Pollution Management and Environmental Health Program

Air, land, and water pollution caused 9 million premature deaths in 2016, or 16% of all deaths worldwide. About 92% of all pollution-related mortality is seen in low-income and middle-income countries, with the poor, marginalized, and young hardest hit by the health effects of the contamination. The economic burden is immense: in 2019, air pollution alone cost the global economy US$8.1 trillion—6.1 percent of global GDP.

The World Bank is committed to supporting countries most severely impacted by pollution by providing technical assistance on pollution management, facilitating knowledge generation and sharing, and raising awareness about the detrimental impact on global health.

Over the past 12 years, FY04–17, the World Bank Group approved 534 pollution- relevant activities, accounting for approximately US$43 billion in commitments. These projects have contributed significantly resulting in air pollution reduction in Peru, Pakistan, and Vietnam and easing contamination on land and in rivers in a number of developing countries.

Over the last several years, stakeholders across low and middle-income countries have expressed an urgent need for increased support on pollution management in order to respond to the magnitude of the threat to human health and economies. Responding to pollution is a challenge that is solvable in the near term to save lives and unlock economic opportunity through action at the local, national, regional and global levels.

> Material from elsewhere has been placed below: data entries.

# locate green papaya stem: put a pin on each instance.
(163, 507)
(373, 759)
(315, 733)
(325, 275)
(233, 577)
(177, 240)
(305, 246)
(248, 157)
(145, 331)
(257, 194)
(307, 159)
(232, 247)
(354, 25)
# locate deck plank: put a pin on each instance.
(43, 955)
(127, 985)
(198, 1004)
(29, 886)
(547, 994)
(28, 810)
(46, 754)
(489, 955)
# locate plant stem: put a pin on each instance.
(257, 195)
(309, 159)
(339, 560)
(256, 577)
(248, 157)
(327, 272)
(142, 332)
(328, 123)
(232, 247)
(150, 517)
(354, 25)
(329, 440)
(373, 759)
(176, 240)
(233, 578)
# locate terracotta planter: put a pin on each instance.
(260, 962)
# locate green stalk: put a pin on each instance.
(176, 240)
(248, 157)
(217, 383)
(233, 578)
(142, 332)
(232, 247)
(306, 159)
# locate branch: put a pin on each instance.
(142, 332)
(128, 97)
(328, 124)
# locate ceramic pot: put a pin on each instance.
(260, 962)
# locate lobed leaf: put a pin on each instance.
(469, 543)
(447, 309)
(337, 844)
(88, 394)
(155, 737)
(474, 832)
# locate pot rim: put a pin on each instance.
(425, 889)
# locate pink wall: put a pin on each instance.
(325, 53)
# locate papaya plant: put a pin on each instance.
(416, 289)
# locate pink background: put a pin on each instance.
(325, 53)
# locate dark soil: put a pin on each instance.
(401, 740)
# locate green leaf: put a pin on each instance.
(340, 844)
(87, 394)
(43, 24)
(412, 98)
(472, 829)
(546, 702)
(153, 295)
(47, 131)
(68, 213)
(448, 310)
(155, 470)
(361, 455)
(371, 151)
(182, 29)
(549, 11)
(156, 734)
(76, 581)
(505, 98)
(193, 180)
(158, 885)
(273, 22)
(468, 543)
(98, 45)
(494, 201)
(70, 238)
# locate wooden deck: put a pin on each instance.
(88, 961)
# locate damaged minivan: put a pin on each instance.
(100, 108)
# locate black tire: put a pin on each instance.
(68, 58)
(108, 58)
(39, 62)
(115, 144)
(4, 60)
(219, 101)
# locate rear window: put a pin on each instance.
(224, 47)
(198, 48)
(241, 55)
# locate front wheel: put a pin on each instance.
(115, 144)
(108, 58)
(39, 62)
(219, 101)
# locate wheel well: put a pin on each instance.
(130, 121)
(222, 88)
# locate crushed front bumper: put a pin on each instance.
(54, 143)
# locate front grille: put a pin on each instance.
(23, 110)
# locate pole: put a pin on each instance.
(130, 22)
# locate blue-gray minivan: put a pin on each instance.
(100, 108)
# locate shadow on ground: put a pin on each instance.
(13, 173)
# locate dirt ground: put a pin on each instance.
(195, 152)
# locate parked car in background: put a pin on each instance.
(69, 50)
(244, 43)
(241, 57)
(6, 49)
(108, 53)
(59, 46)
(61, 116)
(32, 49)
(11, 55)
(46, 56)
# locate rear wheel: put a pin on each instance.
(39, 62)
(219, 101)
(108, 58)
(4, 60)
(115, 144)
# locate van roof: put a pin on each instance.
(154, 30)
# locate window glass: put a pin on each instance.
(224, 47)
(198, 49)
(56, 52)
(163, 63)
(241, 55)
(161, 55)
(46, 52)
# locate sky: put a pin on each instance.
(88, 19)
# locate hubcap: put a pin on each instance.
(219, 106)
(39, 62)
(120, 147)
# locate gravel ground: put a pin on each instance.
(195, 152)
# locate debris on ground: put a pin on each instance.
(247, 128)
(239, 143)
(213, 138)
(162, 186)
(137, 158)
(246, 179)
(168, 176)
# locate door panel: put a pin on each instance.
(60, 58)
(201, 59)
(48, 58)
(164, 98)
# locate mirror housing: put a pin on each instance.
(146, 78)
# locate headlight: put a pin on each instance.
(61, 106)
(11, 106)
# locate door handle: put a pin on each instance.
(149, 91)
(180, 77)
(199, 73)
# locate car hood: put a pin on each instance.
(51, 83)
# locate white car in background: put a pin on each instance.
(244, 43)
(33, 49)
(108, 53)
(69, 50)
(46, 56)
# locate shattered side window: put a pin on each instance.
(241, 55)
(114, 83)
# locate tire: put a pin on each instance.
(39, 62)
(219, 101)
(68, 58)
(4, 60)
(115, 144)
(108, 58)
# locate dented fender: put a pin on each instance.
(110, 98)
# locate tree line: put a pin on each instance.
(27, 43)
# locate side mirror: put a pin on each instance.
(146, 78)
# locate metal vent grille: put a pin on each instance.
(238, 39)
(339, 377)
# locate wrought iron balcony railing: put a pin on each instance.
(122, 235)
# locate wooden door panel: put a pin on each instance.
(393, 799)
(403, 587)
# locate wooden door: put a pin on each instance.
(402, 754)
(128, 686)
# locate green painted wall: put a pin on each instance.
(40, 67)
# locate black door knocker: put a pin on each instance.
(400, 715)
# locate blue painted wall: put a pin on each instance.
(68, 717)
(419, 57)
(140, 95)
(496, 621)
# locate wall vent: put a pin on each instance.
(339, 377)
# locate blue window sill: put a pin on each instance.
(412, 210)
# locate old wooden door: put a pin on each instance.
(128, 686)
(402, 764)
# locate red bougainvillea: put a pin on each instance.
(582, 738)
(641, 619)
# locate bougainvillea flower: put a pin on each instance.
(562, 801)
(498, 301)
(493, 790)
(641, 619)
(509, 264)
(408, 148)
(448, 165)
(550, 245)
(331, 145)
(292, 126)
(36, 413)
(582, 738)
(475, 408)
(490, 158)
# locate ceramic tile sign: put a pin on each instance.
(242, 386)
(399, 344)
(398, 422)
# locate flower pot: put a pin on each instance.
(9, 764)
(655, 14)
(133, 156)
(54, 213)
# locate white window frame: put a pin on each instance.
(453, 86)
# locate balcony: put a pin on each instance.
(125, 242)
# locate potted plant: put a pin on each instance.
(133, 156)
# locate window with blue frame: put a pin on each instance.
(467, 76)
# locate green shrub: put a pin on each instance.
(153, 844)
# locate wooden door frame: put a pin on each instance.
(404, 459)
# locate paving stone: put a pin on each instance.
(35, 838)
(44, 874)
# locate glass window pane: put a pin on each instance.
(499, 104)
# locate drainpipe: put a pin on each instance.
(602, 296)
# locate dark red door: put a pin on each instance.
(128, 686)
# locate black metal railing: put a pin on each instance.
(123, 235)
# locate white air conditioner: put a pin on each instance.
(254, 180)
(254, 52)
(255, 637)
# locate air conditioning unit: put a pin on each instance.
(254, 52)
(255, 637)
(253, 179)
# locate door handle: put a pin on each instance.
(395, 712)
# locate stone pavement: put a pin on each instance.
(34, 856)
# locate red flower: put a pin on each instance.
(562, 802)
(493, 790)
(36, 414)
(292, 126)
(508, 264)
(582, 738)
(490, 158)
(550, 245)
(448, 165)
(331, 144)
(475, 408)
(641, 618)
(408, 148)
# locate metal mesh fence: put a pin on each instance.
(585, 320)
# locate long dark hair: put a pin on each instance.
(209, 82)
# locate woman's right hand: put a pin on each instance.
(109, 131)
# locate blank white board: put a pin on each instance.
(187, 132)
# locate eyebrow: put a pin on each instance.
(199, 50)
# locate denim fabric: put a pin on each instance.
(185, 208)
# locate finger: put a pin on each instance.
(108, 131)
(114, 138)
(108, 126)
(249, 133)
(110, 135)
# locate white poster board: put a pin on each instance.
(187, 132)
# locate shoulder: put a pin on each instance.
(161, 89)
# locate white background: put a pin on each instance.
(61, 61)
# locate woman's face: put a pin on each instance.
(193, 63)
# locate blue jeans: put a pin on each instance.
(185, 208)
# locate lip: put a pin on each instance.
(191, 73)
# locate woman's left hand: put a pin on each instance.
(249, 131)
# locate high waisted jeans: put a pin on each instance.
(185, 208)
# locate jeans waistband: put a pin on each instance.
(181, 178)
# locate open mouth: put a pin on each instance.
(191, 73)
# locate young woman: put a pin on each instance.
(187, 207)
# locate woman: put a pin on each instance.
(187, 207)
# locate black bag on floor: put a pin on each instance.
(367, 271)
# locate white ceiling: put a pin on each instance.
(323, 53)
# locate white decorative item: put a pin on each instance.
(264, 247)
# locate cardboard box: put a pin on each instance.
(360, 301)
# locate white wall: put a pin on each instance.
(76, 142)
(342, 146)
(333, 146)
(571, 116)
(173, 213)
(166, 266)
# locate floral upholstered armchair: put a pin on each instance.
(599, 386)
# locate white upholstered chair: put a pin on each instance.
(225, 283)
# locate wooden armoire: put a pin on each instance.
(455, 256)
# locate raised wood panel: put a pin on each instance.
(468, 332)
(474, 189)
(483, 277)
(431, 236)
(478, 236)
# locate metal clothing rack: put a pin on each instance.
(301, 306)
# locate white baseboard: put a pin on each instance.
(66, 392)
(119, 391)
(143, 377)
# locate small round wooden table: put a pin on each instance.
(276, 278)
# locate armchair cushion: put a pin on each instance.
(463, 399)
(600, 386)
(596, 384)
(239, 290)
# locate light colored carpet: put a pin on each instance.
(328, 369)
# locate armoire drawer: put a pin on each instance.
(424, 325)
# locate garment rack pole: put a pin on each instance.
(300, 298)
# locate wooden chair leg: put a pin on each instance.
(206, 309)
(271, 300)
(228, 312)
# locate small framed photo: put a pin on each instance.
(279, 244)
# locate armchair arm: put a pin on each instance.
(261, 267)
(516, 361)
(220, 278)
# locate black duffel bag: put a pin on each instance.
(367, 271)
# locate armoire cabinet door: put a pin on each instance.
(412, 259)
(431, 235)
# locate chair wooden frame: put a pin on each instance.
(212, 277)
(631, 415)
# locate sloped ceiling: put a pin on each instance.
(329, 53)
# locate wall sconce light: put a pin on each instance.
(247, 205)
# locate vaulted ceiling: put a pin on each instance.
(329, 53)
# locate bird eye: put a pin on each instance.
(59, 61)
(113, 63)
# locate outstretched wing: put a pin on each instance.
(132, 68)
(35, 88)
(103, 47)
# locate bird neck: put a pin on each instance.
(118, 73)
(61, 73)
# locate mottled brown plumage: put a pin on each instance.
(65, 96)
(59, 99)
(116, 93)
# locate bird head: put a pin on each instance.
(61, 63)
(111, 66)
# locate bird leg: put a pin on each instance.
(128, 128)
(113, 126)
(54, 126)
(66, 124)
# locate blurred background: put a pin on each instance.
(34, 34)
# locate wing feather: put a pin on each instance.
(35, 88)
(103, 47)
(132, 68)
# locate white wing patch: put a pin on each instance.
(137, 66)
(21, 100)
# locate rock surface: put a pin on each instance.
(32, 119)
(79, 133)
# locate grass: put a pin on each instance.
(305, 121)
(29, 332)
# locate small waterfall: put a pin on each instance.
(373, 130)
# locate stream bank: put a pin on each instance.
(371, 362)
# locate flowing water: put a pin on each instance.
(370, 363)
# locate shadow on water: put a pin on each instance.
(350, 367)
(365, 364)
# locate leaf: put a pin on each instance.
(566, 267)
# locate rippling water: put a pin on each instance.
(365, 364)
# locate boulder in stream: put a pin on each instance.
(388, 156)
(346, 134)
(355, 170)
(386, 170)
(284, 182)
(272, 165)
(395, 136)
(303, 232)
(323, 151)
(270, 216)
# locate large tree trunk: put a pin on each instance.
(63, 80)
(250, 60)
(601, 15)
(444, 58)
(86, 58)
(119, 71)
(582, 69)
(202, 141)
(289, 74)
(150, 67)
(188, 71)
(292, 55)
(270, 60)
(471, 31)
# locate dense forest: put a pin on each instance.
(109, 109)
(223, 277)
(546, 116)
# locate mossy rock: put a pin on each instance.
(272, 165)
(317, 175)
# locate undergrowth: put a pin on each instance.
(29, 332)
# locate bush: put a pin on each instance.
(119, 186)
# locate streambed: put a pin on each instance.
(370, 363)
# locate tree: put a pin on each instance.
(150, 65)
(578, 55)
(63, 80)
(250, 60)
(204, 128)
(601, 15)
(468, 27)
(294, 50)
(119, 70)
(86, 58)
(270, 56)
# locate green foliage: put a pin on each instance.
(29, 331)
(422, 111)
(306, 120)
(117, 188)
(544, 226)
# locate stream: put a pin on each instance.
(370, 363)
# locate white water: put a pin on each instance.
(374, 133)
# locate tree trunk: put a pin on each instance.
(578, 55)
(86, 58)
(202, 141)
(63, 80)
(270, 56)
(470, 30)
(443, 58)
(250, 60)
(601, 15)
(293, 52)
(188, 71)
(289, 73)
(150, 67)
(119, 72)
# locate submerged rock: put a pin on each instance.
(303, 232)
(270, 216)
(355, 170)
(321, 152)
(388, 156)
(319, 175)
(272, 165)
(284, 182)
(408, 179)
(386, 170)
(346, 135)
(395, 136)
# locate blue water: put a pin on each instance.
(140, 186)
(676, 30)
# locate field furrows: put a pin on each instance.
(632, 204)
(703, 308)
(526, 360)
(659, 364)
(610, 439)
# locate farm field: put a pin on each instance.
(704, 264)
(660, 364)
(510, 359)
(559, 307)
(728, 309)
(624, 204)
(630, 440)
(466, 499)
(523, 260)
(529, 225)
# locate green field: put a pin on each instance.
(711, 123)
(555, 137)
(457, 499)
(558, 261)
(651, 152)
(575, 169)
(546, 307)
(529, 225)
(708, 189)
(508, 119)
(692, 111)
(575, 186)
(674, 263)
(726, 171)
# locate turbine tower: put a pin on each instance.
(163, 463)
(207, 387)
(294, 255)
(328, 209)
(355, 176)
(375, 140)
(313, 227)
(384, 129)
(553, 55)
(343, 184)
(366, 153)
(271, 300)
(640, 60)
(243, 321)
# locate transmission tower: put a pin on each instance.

The World Bank established a Multi-donor Trust Fund for Pollution Management and Environmental Health to promote more systematic and effective responses to deadly and costly air pollution.

 

PMEH was launched to provide increased support on pollution management in order to respond to the magnitude of the threat to human health and economic growth. PMEH focuses on air quality management, water pollution, and toxic sites management and currently operates in China, Egypt, India, Nigeria, South Africa and Vietnam.

An important feature of PMEH is to foster south-south collaboration: targeted and coordinated knowledge exchange and collaboration across implementing countries can improve pollution management and environmental health in low and middle income countries.

The program is backed by a multi-donor trust fund to achieve three objectives:

  1. Support developing countries to significantly reduce air, land and water pollution through pollution management planning and investment.
  2. Generate and share knowledge on pollution and its health impacts in urban, rural and marine areas.
  3. Promote awareness of PMEH issues among policymakers, business partners, city leaders, and the general public.

PMEH is supported by Germany’s Federal Ministry for the Environment, Nature Conservation, and Nuclear Safety,  Norway’s Ministry of Foreign Affairs, United Kingdom’s Department for International Development, and United Kingdom’s Department for Business, Energy & Industrial Strategy.

PMEH operations in implementing countries are supported by the PMEH Secretariat in Washington, DC. The PMEH Secretariat coordinates between stakeholders, including between implementing countries and supporting countries; manages internal planning and reporting functions; and promotes global and technical cross-collaboration within the World Bank.

Partners:

 

WHO estimates that around 7 million people die each year from exposure to fine particles in polluted air that lead to diseases such as stroke, heart disease, lung cancer, chronic obstructive pulmonary disease, and respiratory infections, including pneumonia. Furthermore, the economic burden of air pollution—in terms of both damage to health and loss of productivity—is immense for the world and for individual countries. Ambient particulate matter (PM2.5) air pollution alone cost the global economy $5.7 trillion, or 4.8 percent, of global GDP in 2016. To combat this threat, PMEH has two interconnected goals. The first is to develop robust air quality management plans, driven by quality data, which will provide the basis for implementing projects that will reduce high levels of air pollutants in a cost-effective manner. The second is to simultaneously reduce short-term climate pollutants and levels of greenhouse gases. PMEH does so by including in its target pollutants several short-lived climate pollutants such as black carbon—that have negative impacts on both human health and the global climate and by showing how reducing local air pollution also reduces climate pollutants.

Selected Projects: 

City-Scale Air Quality Management Planning in Vietnam

Image
 Hanoi, Vietnam’s rapidly growing capital city, is working with the World Bank to simultaneously combat the issues of climate change and air pollution that come with such rapid development. The World Bank is supporting the Government of Vietnam and specifically the Ministry of Environment and Natural Resources, in the city of Hanoi and provinces of Bac Ninh and Hung Yen to improve the Air Quality Monitoring Network, and develop an understanding of emissions sources and development, to create a cost-effective, full-scale Air Quality Management (AQM) plan that can be implemented at the City level. PMEH is providing support for follow-up on the National Action Plan on Air Quality Management, and development of technical guidelines to strengthen regulatory enforcement. In 2017, PMEH and the government of Vietnam held a multi-sector Technical Workshop in Hanoi, where they presented the preliminary results of the Greenhouse gas–Air pollution Interactions and Synergies (GAINS) model, which was developed by the International Institute for Applied Systems Analysis (IIASA). Working with PMEH, IIASA is further developing the PMEH GAINS city model to allow for the analysis of cost-effective pollution abatement options at the city and regional/urban agglomeration levels.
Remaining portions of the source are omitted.